On Mon, 2012-01-23 at 16:45 +0100, Roger Oberholtzer wrote:
The Linux/UNIX gettimeofday() function reports the time in the current Epoch. That Epoch is defined as starting "00:00:00 UTC, January 1, 1970"
Yep.
C# provides a DateTime interface with a similar concept of time in the current Epoch. Just to make life interesting, C# defines the Epoch as being "12:00:00, January 1, 0001". (Note the mysterious absence of UTC in that start...)
Yep.
This is, of course, just some offset. My problem is that I am trying to find out if the offset is some agreed international standard. I must be looking in the wrong place. I see lots of C# code to fiddle with this. But what about us crazy C programmers on Linux?
Different platforms use different epochs. Various RDBMSs for example use different epochs to persist dates & times.

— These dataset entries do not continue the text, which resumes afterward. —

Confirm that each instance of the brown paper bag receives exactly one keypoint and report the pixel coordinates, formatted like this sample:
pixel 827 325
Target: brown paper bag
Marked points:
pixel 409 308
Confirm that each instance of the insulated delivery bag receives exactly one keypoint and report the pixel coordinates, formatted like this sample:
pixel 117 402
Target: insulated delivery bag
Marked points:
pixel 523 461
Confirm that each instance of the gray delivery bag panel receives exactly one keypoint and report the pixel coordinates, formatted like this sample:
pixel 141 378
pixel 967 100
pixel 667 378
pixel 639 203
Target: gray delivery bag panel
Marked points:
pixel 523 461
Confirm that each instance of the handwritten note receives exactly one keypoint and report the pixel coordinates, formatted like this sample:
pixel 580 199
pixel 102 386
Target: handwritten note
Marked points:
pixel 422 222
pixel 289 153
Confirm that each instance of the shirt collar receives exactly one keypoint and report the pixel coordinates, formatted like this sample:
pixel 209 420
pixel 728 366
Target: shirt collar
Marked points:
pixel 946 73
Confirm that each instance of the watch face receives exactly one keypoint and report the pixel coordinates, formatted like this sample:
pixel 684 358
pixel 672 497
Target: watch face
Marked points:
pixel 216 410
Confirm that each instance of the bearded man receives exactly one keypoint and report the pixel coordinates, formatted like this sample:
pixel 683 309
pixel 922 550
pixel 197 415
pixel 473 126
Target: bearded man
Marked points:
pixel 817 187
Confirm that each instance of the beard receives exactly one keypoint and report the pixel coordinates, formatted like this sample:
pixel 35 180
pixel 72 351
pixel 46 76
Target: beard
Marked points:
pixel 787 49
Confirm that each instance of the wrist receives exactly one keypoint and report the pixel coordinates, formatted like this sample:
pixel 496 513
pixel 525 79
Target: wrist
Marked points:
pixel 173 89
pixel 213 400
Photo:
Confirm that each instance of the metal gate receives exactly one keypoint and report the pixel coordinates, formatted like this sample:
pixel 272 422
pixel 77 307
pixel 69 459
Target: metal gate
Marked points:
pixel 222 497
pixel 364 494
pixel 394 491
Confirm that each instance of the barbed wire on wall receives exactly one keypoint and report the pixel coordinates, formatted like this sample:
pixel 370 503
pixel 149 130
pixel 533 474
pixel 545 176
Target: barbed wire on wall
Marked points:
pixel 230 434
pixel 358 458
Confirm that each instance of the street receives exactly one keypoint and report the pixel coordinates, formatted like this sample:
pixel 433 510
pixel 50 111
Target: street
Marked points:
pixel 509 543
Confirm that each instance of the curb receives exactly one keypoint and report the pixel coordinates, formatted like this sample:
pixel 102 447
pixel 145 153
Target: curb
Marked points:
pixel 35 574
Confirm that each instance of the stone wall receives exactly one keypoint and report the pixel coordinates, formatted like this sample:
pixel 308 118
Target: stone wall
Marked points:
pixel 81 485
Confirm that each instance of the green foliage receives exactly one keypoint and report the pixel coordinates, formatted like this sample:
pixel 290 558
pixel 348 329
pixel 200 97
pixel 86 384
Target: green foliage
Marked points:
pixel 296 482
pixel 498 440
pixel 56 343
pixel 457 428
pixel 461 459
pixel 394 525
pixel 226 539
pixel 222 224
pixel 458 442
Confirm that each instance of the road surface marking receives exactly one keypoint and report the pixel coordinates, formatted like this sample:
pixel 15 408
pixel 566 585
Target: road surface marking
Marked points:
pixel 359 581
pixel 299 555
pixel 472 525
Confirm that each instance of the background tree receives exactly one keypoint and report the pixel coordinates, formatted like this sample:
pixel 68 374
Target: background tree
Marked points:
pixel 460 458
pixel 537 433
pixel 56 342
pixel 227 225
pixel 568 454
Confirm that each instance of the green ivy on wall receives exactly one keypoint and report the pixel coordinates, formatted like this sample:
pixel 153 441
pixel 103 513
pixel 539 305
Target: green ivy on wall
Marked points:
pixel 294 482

For example, System.DateTime dateTime = new System.DateTime(1970, 1, 1, 0, 0, 0, 0); tells the time in the C# Epoch at the start of the Linux/UNIX epoch. I guess I could run this once and save the result as an offset. But I would be a bit happier if there was some agreed value for this so I do not chance getting a bad value from some buggy C# implementation. I'm a suspicious type of guy sometimes.
Don't use offsets like this. If you need to pass date values between heterogenous systems it is both safer and easier to 'export' the date to a standard string representation and then parse that standard string representation 'on the other side' [like ISO8601 - every platform has a way to process those datetime values]. Tiemstamps are evil; I avoid storing them.
This question has arisen because we I am integrating some fancy Danish reflection measurement device into our Linux apps. The data provided by these devices is timestamped with UTC time - encoded with the C# DateTime functions, e.g., 5246315282908540247, which must have been around 1400 UTC today.
Ugh. That sucks.
Has anyone made an interface between the Linux Epoch and the C# Epoch?
No. It would be interesting to see what happens as you cross time zones or enter or leave day light savings time periods.
It seems to me that for this to work, all involved parties must agree on the elapsed time between C# Epoch start and some more recent Epoch that has greater agreement on how elapsed time is calculated.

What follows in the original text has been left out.